On Thu, Jul 18, 2013 at 4:54 PM, David Herrmann dh.herrmann@gmail.com wrote:
Hi
On Thu, Jul 18, 2013 at 1:24 PM, Thomas Hellstrom thellstrom@vmware.com wrote:
On 07/18/2013 01:07 PM, David Herrmann wrote:
Hi
On Thu, Jul 18, 2013 at 10:53 AM, Thomas Hellstrom thellstrom@vmware.com wrote:
A quick look, but not a full review:
Looks mostly good, but it looks like the TTM vm lock isn't needed at all anymore (provided the vma offset manager is properly protected), since kref_get_unless_zero() is used when a reference after lookup is taken. (please see the kref_get_unless_zero documentation examples). When drm_vma_offset_remove() is called, the kref value is unconditionally zero, and that should block any successful lookup.
If we drop vm_lock without modifying TTM, this will not work. Even kref_get_unless_zero() needs some guarantee that the object is still valid. Assume this scenario:
drm_vma_offset_lookup() returns a valid node, however, before we call kref_get_*(), another thread destroys the last reference to the bo so it gets kfree()d. kref_get_unless_zero() will thus reference memory which can be _anything_ and is not guarantee to stay 0. (Documentation/kref.txt mentions this, too, and I guess it was you who wrote that).
I cannot see any locking around the mmap call that could guarantee this except vm_lock.
You're right. My apologies. Parental leave has taken its toll.

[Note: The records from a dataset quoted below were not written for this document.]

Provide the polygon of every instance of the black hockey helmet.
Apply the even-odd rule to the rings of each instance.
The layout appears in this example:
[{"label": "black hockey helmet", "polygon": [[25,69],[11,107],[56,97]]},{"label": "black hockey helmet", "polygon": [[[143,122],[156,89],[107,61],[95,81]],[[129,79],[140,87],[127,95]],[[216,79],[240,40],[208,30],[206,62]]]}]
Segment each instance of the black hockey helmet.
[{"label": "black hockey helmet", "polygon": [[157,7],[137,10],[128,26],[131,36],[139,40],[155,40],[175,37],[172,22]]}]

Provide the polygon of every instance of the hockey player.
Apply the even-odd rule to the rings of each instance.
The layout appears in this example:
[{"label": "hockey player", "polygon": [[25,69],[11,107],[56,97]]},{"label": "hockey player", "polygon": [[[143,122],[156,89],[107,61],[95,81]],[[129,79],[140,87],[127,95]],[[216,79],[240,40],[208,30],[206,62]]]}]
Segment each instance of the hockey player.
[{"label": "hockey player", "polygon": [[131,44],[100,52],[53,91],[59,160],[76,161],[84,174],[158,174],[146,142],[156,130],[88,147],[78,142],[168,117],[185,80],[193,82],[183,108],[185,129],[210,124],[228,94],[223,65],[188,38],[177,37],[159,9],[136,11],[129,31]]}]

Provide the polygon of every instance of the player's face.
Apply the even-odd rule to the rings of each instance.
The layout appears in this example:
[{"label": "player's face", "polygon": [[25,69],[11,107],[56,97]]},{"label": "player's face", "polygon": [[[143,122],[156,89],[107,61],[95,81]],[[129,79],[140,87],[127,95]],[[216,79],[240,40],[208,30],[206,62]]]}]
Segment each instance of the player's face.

Otherwise, if the vma offset manager always needs external locking to make lookup + referencing atomic, then perhaps locking should be completely left to the caller?
I would actually prefer to keep it in the VMA manager. It allows some fast-paths which otherwise would need special semantics for the caller (for instance see the access-management patches which are based on this patchset or the reduced locking during setup/release). We'd also require the caller to use rwsems for good performance, which is not the case for gem.
So how about Daniel's proposal to add an _unlocked() version and provide _lock_lookup() and _unlock_lookup() helpers which just wrap the read_lock() and read_unlock?
Thanks! David
I think that if there are good reasons to keep locking internal, I'm fine with that, (And also, of course, with Daniel's proposal). Currently the add / remove / lookup paths are mostly used by TTM during object creation and destruction.
However, if the lookup path is ever used by pread / pwrite, that situation might change and we would then like to minimize the locking.
I tried to keep the change as minimal as I could. Follow-up patches are welcome. I just thought pushing the lock into drm_vma_* would simplify things. If there are benchmarks that prove me wrong, I'll gladly spend some time optimizing that.
Apart from this, I'd like to see someone ack the ttm_buffer_object_transfer() changes. I am not very confident with that. Everything else should be trivial.
Thanks David
Looks good to me, the transfer object must have an empty vm_node/vma_node as we only interested in tying the system ram or vram to the ghost object so that delayed delete the vram or system ram but the original buffer is still valid and thus its original vm_node/vma_node must not be free.
Cheers, Jerome